Perhaps, a “crip” approach invites us not to simply reject tech but to also rewire it. It demands algorithms that reflect diverse erotic imaginaries. It insists on representation created with, not for, disabled people. And it asks: what would it look like to build AI that understands access intimacy, neurodivergent desire, or the pleasures of slowness?
DISABLED PEOPLE HAVE ALWAYS BEEN FUTURISTS
Even when we are left out of dominant cultural imaginations — the sci-fi blockbusters, the utopian manifestos, the sleek tech commercials — disabled people have always been futurists. Not by choice, necessarily, but by necessity. When the world isn’t built for your bodymind, you become an expert in imagining alternatives. You learn how to plan around inaccessibility, how to hack systems not meant for you, how to dream up ways of surviving and thriving in spaces of exclusion.
We know how to plan. How to adapt. How to imagine worlds where our needs are met and our desires matter. We have always been architects of otherwise.
Crip time is a temporal politics of the future. It disrupts the linearity of capitalist, ableist productivity and makes room for rest, pause, and fluctuation. It values the slow, the erratic, the non-normative rhythms of disabled life. And in doing so, it opens the possibility for different futures that are more thoughtful, more relational, and more humane.
Crip intimacy, too, is a redefinition of what counts as love, partnership, and connection. It is expansive, interdependent, and often collective. It includes support workers, chosen family, interpreters, stim toys, body-based communication, and care rituals that do not fit conventional scripts of romance or sex. It is not a fallback from normative coupling. It is an alternative form of erotic, emotional, and relational abundance.
These are not just coping strategies. They are not what disabled people settle for. They are blueprints for better, queerer, more livable worlds. Crip futures do not ask us to transcend the body. They ask us to listen to it. To follow its lead. To create futures that are tender, messy, and built on the radical belief that every body, every mind, every desire deserves space to exist and evolve.
FUTURES WORTH FUCKING TOWARD
“Crip” futures aren’t just about surviving in an unjust world. They are about building new ones. Futures worth fucking toward. Yes, fucking. Not as metaphor, but as practice. As pleasure. As power. As a refusal to let disabled bodies be seen as anything less than fully alive, fully desiring, and fully deserving.
They ask us to embrace vulnerability, not hide it. To see sexuality as relational, political, and full of possibility. They remind us that pleasure is not a luxury. It’s a right.
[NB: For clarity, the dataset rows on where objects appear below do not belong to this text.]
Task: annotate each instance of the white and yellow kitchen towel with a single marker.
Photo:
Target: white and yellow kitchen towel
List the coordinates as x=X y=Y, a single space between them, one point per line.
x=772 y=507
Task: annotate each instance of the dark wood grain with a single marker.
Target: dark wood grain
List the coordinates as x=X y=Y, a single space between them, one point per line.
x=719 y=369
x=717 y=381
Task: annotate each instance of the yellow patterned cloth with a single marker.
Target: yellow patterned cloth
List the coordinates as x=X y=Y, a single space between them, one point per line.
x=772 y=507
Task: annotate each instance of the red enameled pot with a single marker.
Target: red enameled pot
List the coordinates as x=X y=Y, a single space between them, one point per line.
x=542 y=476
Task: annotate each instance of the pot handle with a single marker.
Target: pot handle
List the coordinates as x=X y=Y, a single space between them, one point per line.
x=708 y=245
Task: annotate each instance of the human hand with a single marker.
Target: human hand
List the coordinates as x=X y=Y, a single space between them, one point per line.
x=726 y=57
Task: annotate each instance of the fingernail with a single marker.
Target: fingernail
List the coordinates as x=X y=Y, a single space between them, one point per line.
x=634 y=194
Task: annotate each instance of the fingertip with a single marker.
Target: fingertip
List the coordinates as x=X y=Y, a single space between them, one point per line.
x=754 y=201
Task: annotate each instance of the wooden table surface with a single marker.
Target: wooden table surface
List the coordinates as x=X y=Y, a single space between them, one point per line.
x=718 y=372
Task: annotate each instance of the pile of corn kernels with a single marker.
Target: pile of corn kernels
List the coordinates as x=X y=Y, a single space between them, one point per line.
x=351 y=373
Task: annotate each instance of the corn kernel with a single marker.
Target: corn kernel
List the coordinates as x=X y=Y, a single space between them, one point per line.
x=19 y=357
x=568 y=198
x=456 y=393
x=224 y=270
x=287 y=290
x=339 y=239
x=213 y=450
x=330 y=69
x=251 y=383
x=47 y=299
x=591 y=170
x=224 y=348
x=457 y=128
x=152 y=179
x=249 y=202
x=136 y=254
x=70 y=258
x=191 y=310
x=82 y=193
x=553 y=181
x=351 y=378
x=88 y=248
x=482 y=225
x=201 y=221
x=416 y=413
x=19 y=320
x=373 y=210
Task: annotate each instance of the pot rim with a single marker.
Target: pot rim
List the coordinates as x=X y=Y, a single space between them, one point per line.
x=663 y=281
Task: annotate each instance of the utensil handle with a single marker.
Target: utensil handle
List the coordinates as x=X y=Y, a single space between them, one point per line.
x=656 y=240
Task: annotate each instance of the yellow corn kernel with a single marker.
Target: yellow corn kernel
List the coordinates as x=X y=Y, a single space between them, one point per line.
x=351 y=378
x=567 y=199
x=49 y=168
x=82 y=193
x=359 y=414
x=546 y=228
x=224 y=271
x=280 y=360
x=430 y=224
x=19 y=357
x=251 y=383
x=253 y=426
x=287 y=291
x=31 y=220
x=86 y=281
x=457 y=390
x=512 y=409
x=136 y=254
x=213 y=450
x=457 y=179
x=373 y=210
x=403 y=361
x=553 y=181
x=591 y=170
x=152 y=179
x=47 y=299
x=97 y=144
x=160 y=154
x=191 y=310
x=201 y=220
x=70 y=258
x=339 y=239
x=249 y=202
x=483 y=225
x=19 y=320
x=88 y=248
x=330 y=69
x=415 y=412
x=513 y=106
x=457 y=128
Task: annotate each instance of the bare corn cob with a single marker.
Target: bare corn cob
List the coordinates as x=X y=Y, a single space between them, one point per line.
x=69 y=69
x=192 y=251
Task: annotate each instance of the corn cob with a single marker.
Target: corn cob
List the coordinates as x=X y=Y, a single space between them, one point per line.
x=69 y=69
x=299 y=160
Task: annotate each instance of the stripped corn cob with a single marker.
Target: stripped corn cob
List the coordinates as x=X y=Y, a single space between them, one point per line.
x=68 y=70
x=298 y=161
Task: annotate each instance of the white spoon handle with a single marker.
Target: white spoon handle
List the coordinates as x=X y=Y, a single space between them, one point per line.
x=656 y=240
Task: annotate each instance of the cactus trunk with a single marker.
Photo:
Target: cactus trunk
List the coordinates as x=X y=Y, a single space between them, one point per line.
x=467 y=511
And in the face of systems that say otherwise, we imagine, we create, and we desire anyway.
That’s the power of a sexy “crip” future.
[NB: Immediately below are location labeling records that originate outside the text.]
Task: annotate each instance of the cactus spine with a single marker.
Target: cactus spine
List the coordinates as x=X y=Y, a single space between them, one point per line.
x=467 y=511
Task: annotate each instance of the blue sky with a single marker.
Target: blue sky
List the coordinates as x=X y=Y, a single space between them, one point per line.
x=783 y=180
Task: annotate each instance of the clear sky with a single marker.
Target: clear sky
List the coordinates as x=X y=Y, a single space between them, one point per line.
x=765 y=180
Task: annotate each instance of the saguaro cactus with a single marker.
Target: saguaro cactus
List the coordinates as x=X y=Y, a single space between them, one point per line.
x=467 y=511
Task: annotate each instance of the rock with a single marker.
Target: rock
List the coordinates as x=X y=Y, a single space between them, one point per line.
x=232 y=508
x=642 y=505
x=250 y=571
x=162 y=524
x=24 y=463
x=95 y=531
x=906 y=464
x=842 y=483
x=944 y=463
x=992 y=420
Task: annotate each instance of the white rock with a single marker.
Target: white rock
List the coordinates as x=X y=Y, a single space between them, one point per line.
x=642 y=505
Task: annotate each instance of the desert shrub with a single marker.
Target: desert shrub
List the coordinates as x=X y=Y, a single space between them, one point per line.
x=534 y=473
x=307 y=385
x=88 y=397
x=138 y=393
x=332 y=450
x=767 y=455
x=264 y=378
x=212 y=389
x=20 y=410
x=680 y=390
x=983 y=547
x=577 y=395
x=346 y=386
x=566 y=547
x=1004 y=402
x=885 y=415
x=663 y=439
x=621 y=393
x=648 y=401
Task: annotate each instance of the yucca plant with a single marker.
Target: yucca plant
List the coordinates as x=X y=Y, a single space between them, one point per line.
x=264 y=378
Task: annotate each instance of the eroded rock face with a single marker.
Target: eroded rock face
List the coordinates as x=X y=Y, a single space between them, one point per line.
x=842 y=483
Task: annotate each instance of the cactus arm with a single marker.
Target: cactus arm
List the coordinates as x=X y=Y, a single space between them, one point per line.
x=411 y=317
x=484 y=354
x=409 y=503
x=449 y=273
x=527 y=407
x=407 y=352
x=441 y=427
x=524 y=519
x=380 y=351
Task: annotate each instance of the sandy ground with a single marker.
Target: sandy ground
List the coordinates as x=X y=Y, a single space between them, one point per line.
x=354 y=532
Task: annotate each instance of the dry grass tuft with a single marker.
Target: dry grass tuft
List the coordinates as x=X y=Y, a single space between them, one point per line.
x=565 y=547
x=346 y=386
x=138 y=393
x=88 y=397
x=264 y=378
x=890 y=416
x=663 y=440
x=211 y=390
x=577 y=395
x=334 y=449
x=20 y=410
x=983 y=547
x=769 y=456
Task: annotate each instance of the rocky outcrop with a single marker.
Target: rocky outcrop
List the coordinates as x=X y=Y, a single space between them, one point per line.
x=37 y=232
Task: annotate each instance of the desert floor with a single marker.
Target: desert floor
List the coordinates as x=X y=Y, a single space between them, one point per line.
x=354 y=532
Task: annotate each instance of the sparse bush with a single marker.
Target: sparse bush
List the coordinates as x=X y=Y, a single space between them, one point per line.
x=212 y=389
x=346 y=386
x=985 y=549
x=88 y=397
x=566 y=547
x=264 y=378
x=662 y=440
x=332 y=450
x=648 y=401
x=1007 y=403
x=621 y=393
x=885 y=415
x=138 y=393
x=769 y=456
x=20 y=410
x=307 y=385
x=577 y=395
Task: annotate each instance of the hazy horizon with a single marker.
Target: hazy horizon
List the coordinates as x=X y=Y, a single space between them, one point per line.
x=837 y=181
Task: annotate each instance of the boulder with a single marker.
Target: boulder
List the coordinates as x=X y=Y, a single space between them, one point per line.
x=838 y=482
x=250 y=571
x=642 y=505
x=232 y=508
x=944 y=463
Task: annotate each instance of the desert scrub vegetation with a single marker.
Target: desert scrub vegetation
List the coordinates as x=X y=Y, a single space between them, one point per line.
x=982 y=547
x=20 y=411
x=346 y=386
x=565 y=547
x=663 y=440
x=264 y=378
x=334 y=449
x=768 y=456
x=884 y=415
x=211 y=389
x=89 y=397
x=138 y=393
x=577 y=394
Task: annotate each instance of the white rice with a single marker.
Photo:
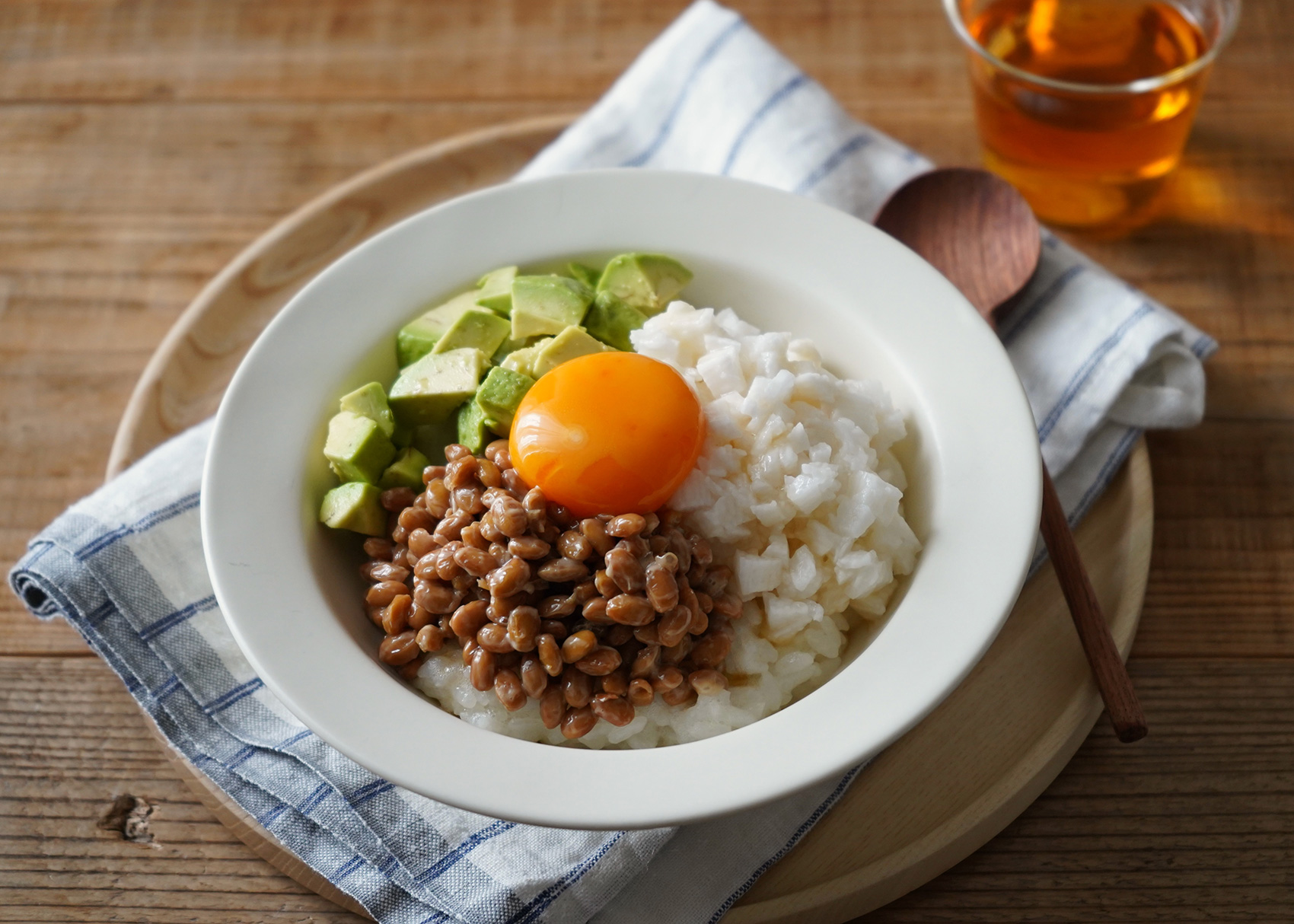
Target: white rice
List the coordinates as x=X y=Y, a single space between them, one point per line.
x=802 y=497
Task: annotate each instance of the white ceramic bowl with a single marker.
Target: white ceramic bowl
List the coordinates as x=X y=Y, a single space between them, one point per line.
x=292 y=593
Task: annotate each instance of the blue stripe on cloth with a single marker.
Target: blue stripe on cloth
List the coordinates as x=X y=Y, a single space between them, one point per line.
x=760 y=114
x=1090 y=364
x=818 y=174
x=179 y=617
x=668 y=125
x=465 y=848
x=171 y=510
x=786 y=848
x=540 y=903
x=1044 y=299
x=369 y=791
x=347 y=868
x=374 y=794
x=1104 y=475
x=233 y=695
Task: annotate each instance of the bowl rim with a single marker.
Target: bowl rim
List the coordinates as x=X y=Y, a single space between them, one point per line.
x=719 y=782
Alan Martino (he/him) is an Associate Professor in the Community Rehabilitation and Disability Studies program at the University of Calgary. His main research interests include critical disability studies, gender, sexualities, and qualitative community-based research. His work has been published in multiple journals, including Disability Studies Quarterly, Sexuality and Disability, and Sexualities. He leads the Disability & Sexuality Lab at the University of Calgary. Alan is passionate about dismantling taboos when it comes to the topic of disability and sexuality.